NOVA IORQUE – A investigação na área do crescimento económico tem uma longa e notável história, mas a recente introdução da sustentabilidade no debate deu ao setor uma reviravolta necessária e tardia. Em particular, um relatório sobre a economia da biodiversidade, autorizado pelo governo do Reino Unido e liderado por Partha Dasgupta, da Universidade de Cambridge, representa um movimento tectónico no pensamento e não apenas uma extensão lógica dos modelos de crescimento anteriores. Embora isto possa ser perturbador para alguns, é uma grande oportunidade de usar o poder dos dados e da análise para colocar o crescimento e as finanças num caminho mais sustentável.
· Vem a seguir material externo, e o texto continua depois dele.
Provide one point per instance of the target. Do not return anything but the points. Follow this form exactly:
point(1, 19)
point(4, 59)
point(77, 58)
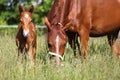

Em poucas palavras, a nova economia do crescimento já não considera o ambiente como exterior à economia. Em vez disso, a economia está inserida no ambiente e só pode prosperar e crescer de forma sustentável enquanto gerirmos a natureza com sabedoria. Embora seja possível alguma “exploração” do ambiente, existe um ponto crítico para lá do qual ela nunca poderá recuperar.

Existe, portanto, uma nova conclusão para se pensar sobre o crescimento. Maior já não é sinónimo de melhor; hoje em dia, sustentável é sinónimo de melhor. Os modelos de crescimento anteriores consideravam a acumulação de capital humano e físico – através da educação e da formação, e do investimento em instalações, equipamentos e infraestruturas – como algo positivo, uma vez que desenvolviam a economia. Combinar estes fatores em formas mais eficientes através da inovação tecnológica foi visto como benéfico pelo mesmo motivo. O problema era que estes modelos nunca ponderaram explicitamente o ambiente ou capital natural.